Published 1:30 am Wednesday, January 21, 2026

By Todd Welch / Herald Columnist

In his State of the State address, Gov. Bob Ferguson described Washington as “strong,” pointing to flood recovery, economic scale, and planned infrastructure investments. The message emphasized resilience and optimism. But optimism alone does not measure whether a state is working for the people who live and work here.

Across Snohomish County and neighboring counties, the issues residents feel most directly are affordability, public safety and economic competitiveness, and on each, Washington is under increasing strain.

Recent flooding in communities such as Everett, Concrete and Skykomish showed the value of effective emergency response. Yet response is not the same as prevention. Washington has collected billions through the Climate Commitment Act, promoted as funding climate resilience. In practice, relatively little of that money has been directed toward physical flood-mitigation projects such as reinforcing levees, improving drainage systems, or hardening infrastructure. Instead, much has gone to administration and program expansion. The result is a cycle of recovery without sufficient risk reduction.

Regulatory complexity compounds the problem. Infrastructure projects face long permitting timelines and overlapping reviews, delaying work and increasing costs. Resilience depends not just on funding, but on the state’s ability to convert dollars into timely, measurable improvements.

Economic indicators often cited by state leaders mask growing household pressure. Washington’s operating budget has roughly doubled over the past decade, far outpacing population growth and inflation. When spending grows faster than the economy that supports it, higher taxes and fees become unavoidable. Those costs appear in fuel prices, property taxes, rents and consumer prices; driving Washington’s cost of living higher and making the state less competitive for employers.

In Everett, rising home prices and rents have made housing access increasingly difficult for working families.
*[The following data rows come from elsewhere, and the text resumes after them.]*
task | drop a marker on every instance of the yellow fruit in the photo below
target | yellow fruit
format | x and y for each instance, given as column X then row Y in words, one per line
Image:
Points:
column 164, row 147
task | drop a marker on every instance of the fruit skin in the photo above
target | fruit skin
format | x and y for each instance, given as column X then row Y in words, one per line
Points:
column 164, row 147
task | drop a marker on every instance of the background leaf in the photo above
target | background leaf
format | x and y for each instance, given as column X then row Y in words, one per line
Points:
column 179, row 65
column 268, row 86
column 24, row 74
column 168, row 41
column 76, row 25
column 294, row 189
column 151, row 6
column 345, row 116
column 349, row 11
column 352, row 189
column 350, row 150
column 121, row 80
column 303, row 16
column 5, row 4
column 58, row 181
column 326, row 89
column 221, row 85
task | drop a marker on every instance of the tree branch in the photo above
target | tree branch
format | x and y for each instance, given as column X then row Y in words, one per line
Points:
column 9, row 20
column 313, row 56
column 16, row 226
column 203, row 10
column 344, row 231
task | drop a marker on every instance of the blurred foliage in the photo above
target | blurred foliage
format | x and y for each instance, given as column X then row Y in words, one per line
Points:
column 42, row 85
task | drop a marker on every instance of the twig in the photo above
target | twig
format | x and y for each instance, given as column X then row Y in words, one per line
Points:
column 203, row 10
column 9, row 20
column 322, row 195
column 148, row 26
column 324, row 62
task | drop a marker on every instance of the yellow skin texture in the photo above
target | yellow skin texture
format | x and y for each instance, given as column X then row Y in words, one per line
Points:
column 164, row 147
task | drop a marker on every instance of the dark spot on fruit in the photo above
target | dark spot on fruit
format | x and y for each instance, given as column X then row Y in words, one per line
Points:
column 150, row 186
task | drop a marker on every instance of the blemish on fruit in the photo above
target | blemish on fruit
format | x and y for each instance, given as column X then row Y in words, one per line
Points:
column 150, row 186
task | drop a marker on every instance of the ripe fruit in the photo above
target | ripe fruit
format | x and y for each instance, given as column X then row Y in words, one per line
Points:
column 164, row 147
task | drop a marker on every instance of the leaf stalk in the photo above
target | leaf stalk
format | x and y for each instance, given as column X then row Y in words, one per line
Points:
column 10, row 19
Businesses face similar pressures from tax and regulatory costs that affect hiring and investment decisions. Competitiveness is not defined by economic size alone, but by whether people can afford to stay and succeed here.

The governor’s support for a new tax on high earners is presented as a narrow solution. But without addressing the underlying driver — continual spending growth — new revenue sources tend to become permanent. Over time, reliance on a limited tax base creates pressure to broaden it, increasing the likelihood that income-based taxes eventually extend to lower and middle earners. Fiscal sustainability requires discipline, not simply new collections.

Public safety received little attention in the address, despite its importance to economic and social stability. Property crime, drug activity, and overdose deaths remain serious concerns in Snohomish County. Safety conditions influence where businesses are located and where families choose to live. Effective policy must combine enforcement, accountability and treatment, rather than allowing deteriorating conditions to persist.

Housing policy similarly emphasizes funding rather than reform. The primary drivers of high housing costs — restrictive zoning, slow permitting, and regulatory barriers — remain largely intact. Expanding supply at scale requires reducing obstacles to building, not only subsidizing demand.

Washington’s people are resilient. But resilience should not be confused with sustainability. High costs, complex regulations, and unresolved public safety challenges are placing growing pressure on households and businesses.

A realistic assessment of the state’s condition must focus on outcomes residents experience every day: affordability, opportunity, and security. Washington’s future strength will depend on whether policy choices reduce those pressures; or continue to manage their consequences.

Todd Welch is a Herald columnist covering local and state issues.